# Edmund's review of Harman-Kardon stereo



## Bill 330i (Apr 4, 2002)

Edmund's put together a list of the top 10 sound systems in cars over $30,000. The Harman-Kardon came in at #6.

6. 2002 BMW M3 (Harman-Kardon)
BMW has finally begun to put it together in the autosound area. The optional sound system in the M3 boasts 12 Harman-Kardon speakers sprinkled throughout the cabin, including a bounteous pair of 6-by-9 subwoofers along the back deck. Also of note: a pair of well-positioned tweeters in front, plus an elegant, simple no-nonsense head unit, which is the essence of German functionality and design. This system breathes BMW class and distinction.

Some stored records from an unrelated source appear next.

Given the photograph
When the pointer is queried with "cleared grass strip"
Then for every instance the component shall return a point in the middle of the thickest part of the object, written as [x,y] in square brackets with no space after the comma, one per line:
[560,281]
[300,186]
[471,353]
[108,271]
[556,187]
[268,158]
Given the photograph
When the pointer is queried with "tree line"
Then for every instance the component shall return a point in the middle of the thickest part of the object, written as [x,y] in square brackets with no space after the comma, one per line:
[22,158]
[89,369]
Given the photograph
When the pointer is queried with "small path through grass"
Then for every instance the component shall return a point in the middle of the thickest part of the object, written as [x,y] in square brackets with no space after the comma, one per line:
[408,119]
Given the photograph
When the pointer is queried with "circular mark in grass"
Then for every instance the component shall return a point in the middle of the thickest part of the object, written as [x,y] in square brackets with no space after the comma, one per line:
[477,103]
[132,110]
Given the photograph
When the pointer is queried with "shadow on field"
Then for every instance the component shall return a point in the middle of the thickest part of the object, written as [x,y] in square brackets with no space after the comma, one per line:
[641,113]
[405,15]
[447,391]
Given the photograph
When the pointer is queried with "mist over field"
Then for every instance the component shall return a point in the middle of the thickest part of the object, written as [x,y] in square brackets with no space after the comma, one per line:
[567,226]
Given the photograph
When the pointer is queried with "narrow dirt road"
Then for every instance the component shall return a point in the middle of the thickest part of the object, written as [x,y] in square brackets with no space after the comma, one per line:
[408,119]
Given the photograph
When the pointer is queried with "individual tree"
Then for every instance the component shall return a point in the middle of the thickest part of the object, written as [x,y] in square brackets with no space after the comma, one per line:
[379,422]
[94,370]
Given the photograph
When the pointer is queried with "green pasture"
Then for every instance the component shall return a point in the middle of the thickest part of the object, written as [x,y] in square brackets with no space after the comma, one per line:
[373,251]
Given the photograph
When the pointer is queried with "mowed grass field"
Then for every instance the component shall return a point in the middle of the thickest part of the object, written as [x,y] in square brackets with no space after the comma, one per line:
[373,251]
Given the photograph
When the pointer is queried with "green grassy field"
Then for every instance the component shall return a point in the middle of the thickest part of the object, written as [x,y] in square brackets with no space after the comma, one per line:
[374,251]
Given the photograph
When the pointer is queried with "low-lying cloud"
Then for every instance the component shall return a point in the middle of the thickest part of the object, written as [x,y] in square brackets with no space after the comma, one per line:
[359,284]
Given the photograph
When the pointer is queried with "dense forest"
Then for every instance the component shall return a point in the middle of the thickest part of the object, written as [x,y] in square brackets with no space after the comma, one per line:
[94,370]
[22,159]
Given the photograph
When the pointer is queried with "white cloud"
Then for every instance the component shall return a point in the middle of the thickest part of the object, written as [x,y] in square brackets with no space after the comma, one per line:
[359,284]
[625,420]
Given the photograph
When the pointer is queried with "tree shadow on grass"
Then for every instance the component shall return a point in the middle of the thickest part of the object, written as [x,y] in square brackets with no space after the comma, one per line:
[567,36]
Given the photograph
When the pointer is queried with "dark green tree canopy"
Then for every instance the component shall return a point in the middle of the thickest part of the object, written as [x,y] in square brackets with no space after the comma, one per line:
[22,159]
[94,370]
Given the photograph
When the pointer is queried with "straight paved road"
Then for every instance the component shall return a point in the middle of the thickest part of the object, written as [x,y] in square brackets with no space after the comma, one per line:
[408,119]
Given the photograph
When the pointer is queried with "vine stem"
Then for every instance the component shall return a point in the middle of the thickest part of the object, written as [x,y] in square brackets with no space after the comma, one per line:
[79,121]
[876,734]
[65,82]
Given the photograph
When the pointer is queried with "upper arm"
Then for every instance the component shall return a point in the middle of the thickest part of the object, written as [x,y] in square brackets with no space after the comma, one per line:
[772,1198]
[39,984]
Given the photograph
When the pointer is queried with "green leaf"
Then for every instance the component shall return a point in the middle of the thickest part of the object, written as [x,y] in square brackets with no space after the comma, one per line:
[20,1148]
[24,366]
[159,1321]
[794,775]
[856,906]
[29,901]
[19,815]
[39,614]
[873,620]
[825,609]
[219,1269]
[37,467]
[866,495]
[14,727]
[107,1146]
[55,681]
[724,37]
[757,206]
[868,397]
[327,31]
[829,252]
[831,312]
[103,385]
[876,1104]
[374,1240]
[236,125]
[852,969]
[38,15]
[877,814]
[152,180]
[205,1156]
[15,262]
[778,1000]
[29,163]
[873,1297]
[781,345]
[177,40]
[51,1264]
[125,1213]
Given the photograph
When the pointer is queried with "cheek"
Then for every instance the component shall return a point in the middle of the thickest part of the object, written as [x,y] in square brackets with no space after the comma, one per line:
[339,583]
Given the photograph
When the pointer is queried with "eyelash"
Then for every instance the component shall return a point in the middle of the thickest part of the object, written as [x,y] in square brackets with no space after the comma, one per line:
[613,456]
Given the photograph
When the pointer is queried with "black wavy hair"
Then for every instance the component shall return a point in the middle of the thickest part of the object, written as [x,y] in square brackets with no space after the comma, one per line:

http://www.edmunds.com/reviews/list/top10/58886/article.html


----------



## Teej (Dec 19, 2001)

Hummer H1?!! HAHAHAHA thats funny!!! :lmao: I'm not saying that the system is bad...just the fact that the ultimate off-roader that was never even meant for road use, is on this list is a bit hilarious to me. 

I gotta testdrive the Mark Levinson in the LS430 some day. The other day I was coming into work following this SC430 with its top down. He had the music blaring on his ML and we went down to the underground parking. Damn that sounded good, never heard anything that good in an underground parking before! Felt like I was in a stadium or something or at a live concert. :thumb: Then the idiot put his top up and turned it off!!


----------



## webguy330i (Jan 9, 2002)

Why didn't they do the test with the M5 stereo? 

Mmmm... 10" subs....


----------